Nous sommes tombés d’accord sur beaucoup de constats. Et d’abord le constat d’une très grande naïveté des gouvernements occidentaux à l’égard du fondamentalisme islamiste, de ses buts, de ses moyens, de ses capacités de propagation. Nous sommes parfaitement tombés d’accord sur les causes du développement du fondamentalisme au niveau international. A savoir l’Irak, la Libye, les choix qui ont été faits, y compris en Syrie dont l’Egypte n’est pourtant pas l’allié le plus naturel c’est le moins que l’on puisse dire. Et puis nous avons discuté avec le grand imam de la nécessaire coopération dans l’avenir entre le ministère des Cultes français et l’autorité d’Al-Azhar intervenant comme autorité indépendante dans le but de faire un audit sur le niveau de prise en main des centres cultuels mais aussi des centres culturels français par les fondamentalistes islamiques. L’idée n’étant pas d’aller chercher des solutions chez eux, car les solutions c’est à nous de les trouver, mais au moins de savoir de quoi l’on parle et de connaître le niveau de cette imprégnation.

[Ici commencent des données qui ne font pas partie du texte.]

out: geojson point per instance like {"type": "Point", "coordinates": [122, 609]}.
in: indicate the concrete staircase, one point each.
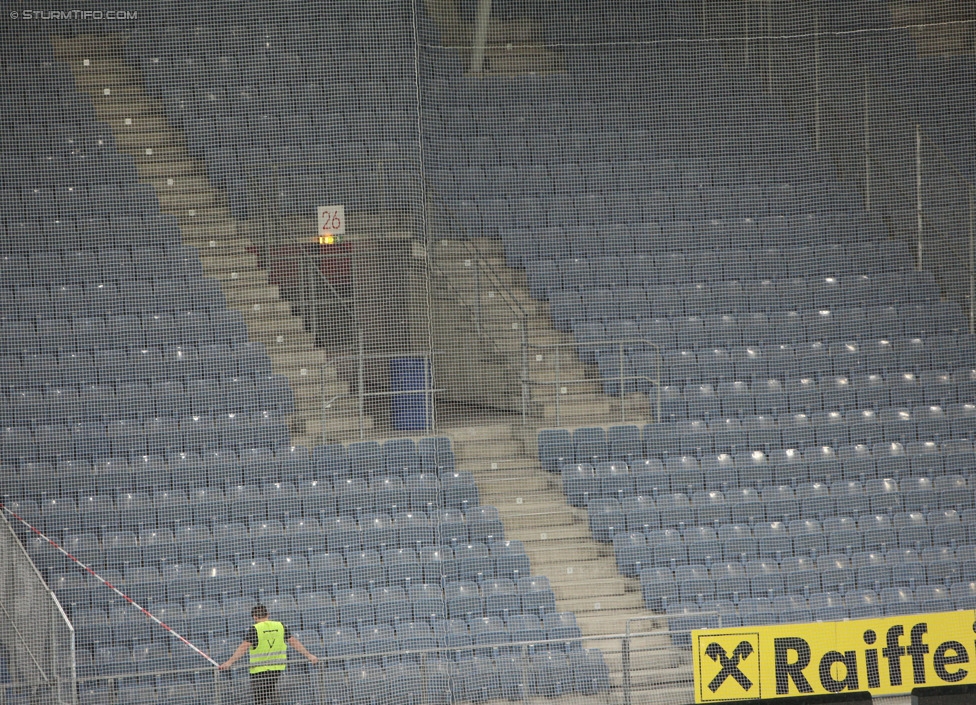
{"type": "Point", "coordinates": [140, 127]}
{"type": "Point", "coordinates": [512, 47]}
{"type": "Point", "coordinates": [531, 501]}
{"type": "Point", "coordinates": [582, 571]}
{"type": "Point", "coordinates": [481, 300]}
{"type": "Point", "coordinates": [942, 27]}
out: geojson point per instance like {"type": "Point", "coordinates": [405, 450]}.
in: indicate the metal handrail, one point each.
{"type": "Point", "coordinates": [361, 394]}
{"type": "Point", "coordinates": [620, 345]}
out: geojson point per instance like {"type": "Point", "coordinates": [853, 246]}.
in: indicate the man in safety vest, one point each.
{"type": "Point", "coordinates": [267, 643]}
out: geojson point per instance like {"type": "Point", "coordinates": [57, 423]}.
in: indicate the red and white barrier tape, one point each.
{"type": "Point", "coordinates": [106, 583]}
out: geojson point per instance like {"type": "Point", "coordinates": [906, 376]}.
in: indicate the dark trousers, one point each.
{"type": "Point", "coordinates": [264, 687]}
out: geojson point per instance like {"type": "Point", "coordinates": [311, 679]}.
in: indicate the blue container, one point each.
{"type": "Point", "coordinates": [409, 412]}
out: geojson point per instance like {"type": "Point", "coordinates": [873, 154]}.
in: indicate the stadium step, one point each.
{"type": "Point", "coordinates": [532, 505]}
{"type": "Point", "coordinates": [140, 127]}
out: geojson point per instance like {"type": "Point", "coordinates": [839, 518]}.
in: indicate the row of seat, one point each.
{"type": "Point", "coordinates": [344, 614]}
{"type": "Point", "coordinates": [94, 441]}
{"type": "Point", "coordinates": [136, 364]}
{"type": "Point", "coordinates": [319, 469]}
{"type": "Point", "coordinates": [659, 201]}
{"type": "Point", "coordinates": [437, 679]}
{"type": "Point", "coordinates": [184, 495]}
{"type": "Point", "coordinates": [753, 442]}
{"type": "Point", "coordinates": [935, 359]}
{"type": "Point", "coordinates": [58, 168]}
{"type": "Point", "coordinates": [643, 288]}
{"type": "Point", "coordinates": [950, 509]}
{"type": "Point", "coordinates": [77, 201]}
{"type": "Point", "coordinates": [182, 328]}
{"type": "Point", "coordinates": [148, 536]}
{"type": "Point", "coordinates": [138, 400]}
{"type": "Point", "coordinates": [926, 479]}
{"type": "Point", "coordinates": [166, 579]}
{"type": "Point", "coordinates": [79, 240]}
{"type": "Point", "coordinates": [694, 325]}
{"type": "Point", "coordinates": [107, 282]}
{"type": "Point", "coordinates": [905, 391]}
{"type": "Point", "coordinates": [774, 540]}
{"type": "Point", "coordinates": [834, 403]}
{"type": "Point", "coordinates": [754, 580]}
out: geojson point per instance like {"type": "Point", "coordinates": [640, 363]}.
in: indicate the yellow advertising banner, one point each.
{"type": "Point", "coordinates": [883, 656]}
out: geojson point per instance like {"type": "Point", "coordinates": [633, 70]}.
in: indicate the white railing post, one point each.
{"type": "Point", "coordinates": [480, 36]}
{"type": "Point", "coordinates": [816, 80]}
{"type": "Point", "coordinates": [918, 192]}
{"type": "Point", "coordinates": [867, 144]}
{"type": "Point", "coordinates": [972, 260]}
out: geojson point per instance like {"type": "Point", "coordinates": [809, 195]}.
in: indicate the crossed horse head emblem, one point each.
{"type": "Point", "coordinates": [730, 664]}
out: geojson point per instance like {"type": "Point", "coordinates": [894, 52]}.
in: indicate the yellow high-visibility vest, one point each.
{"type": "Point", "coordinates": [270, 653]}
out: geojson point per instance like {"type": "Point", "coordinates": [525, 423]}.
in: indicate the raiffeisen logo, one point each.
{"type": "Point", "coordinates": [883, 656]}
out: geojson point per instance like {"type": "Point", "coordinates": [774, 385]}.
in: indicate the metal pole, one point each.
{"type": "Point", "coordinates": [325, 404]}
{"type": "Point", "coordinates": [556, 388]}
{"type": "Point", "coordinates": [972, 260]}
{"type": "Point", "coordinates": [625, 666]}
{"type": "Point", "coordinates": [620, 376]}
{"type": "Point", "coordinates": [480, 36]}
{"type": "Point", "coordinates": [362, 390]}
{"type": "Point", "coordinates": [816, 83]}
{"type": "Point", "coordinates": [867, 144]}
{"type": "Point", "coordinates": [918, 191]}
{"type": "Point", "coordinates": [769, 46]}
{"type": "Point", "coordinates": [525, 373]}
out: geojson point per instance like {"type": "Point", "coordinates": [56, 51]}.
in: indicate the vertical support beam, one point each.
{"type": "Point", "coordinates": [769, 46]}
{"type": "Point", "coordinates": [362, 386]}
{"type": "Point", "coordinates": [867, 143]}
{"type": "Point", "coordinates": [625, 668]}
{"type": "Point", "coordinates": [972, 259]}
{"type": "Point", "coordinates": [918, 193]}
{"type": "Point", "coordinates": [816, 80]}
{"type": "Point", "coordinates": [480, 36]}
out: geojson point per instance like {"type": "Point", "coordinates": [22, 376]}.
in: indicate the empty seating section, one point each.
{"type": "Point", "coordinates": [724, 523]}
{"type": "Point", "coordinates": [143, 431]}
{"type": "Point", "coordinates": [338, 119]}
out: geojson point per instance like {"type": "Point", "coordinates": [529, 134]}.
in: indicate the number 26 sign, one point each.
{"type": "Point", "coordinates": [332, 220]}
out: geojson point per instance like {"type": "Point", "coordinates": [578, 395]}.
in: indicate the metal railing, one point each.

— Vous avez également rencontré le patriarche copte, Théodore II d’Alexandrie ?
— C’était un moment très émouvant pour moi. Mon arrière-grand-mère était copte, elle a vécu en Egypte toute sa vie, je venais aussi sur les traces de l’histoire familiale maternelle qui a été beaucoup moins médiatisée que l’histoire familiale paternelle. Mon arrière-grand-mère est née à Assiout, elle a vécu quasiment toute sa vie en Egypte. Ma grand-mère est née à Alexandrie et y a vécu vingt ans. Assiout est une ville où il y a une très grande communauté copte. Le Patriarche copte est un homme d’une très grande sagesse, d’une très grande bonté, remarquable, qui ne s’est jamais plaint alors que leur situation est très difficile. Nous avons rappelé que la France devait retrouver son rôle de protecteur des chrétiens d’Orient et nous avons exprimé au Patriarche toute notre solidarité à l’égard des chrétiens d’Orient et des chrétiens d’Egypte, ce qui n’est pas exactement la même chose.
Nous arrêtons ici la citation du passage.